The protocol-based search strategy used in the literature search was developed according to the review’s PICO question:49 as a population (P) of patients with incurable cancer, as an intervention (I) psychosocial intervention and as an outcome (O) HRQoL, depression, anxiety, distress and existential suffering. Comparisons (C) were not determined. Information specialists, together with the first author, developed the search strategy and search terms for the different databases. Synonyms used in the search were ‘neoplasms’ for cancer, ‘advanced’, ‘metastatic’, ‘terminal’, ‘palliative’, ‘end of life’ and ‘hospice’ for incurable and ‘HRQoL’, ‘quality of life’ and ‘QoL’ for HRQoL. Otherwise, specific intervention keywords were not included in the search strategy to avoid biased results.

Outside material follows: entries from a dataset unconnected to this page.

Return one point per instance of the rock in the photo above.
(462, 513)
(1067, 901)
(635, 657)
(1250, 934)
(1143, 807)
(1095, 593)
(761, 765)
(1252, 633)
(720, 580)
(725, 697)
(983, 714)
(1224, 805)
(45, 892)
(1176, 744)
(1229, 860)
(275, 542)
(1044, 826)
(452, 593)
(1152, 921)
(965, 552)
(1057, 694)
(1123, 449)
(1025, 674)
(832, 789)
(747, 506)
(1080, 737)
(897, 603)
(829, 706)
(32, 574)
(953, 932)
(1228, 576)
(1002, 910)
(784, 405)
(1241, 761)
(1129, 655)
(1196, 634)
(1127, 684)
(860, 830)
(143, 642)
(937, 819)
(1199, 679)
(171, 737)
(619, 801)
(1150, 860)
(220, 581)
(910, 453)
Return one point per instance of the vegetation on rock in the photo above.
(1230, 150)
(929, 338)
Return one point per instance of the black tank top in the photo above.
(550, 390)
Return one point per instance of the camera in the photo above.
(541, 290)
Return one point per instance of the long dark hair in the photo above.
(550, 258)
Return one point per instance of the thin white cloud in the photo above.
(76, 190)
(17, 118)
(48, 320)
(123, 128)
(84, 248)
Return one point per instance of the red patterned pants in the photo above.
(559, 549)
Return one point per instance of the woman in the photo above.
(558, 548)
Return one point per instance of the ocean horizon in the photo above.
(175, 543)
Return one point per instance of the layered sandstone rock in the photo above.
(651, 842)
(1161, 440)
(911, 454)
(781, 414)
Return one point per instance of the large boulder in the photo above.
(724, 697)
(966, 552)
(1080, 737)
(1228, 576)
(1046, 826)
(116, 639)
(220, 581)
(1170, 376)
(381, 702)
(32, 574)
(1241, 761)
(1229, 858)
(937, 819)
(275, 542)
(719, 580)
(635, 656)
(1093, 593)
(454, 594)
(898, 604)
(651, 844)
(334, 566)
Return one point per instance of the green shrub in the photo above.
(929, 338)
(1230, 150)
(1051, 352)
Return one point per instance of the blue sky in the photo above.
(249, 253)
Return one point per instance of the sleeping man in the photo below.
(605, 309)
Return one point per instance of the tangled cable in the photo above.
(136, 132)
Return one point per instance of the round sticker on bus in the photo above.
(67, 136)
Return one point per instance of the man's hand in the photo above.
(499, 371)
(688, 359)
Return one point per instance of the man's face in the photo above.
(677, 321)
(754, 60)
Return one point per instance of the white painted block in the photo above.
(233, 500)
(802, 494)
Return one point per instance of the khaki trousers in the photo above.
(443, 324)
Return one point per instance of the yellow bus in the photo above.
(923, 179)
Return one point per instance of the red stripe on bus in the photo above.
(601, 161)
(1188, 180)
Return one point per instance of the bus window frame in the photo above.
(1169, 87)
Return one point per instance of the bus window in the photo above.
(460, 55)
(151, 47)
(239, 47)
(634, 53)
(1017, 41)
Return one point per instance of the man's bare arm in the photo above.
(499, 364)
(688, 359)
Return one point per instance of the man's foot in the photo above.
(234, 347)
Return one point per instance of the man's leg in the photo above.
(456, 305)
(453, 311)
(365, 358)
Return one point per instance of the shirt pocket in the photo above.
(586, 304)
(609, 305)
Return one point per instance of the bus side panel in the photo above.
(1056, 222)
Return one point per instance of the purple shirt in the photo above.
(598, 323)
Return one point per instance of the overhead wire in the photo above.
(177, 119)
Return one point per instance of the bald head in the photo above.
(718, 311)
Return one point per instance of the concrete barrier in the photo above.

The primary search strategy was developed for Ovid MEDLINE and adapted as needed for other databases. The full detailed search strategy specified by the database is presented in the supplemental material (online supplemental table 1). A systematic search of the literature to identify targeted studies was conducted in March 2024 by the first author in five databases: Ovid MEDLINE, PsycINFO, CINAHL, Scopus and Medic. The obtained results were filtered to include those published in the last two decades (from the year 2004). Additionally, the references of the included articles were manually searched to identify additional studies.

Supplemental material

Eligibility criteria

The eligibility criteria were established prior to the systematic search. The inclusion criteria were as follows: (a) a population of adult patients with incurable cancer, (b) research designs of RCTs, quasi-experimental studies and cohort studies, (c) an intervention aimed at influencing the HRQoL or psychosocial well-being of the patient, (d) the intervention conducted by professionals within the context of the healthcare system (eg, psychoeducation, interventions of psychosocial support, psychotherapy and other therapies and specific interventions), (e) outcomes of HRQoL or QoL measured by a validated instrument (the primary outcome of the review) or depression, anxiety, distress and existential suffering (secondary outcomes of the review) and (f) published as a peer-reviewed original article in the English language. The exclusion criteria were as follows: (a) a population consisting only of family or caregivers, (b) the effect not measured with the target population and (c) features of the intervention not described.

Selection of studies

Two authors with expertise in the subject context and method (HM and MH) independently screened the identified records by title and keywords and assessed eligibility based on the abstracts. Furthermore, the same authors evaluated the final eligibility from the full text. The selection of included studies was discussed until a consensus was reached by HM and MH. The flowchart of study selection is presented in figure 1.

Figure 1

Preferred reporting items for systematic reviews and meta-analyses (PRISMA) 2020 flow diagram for study selection.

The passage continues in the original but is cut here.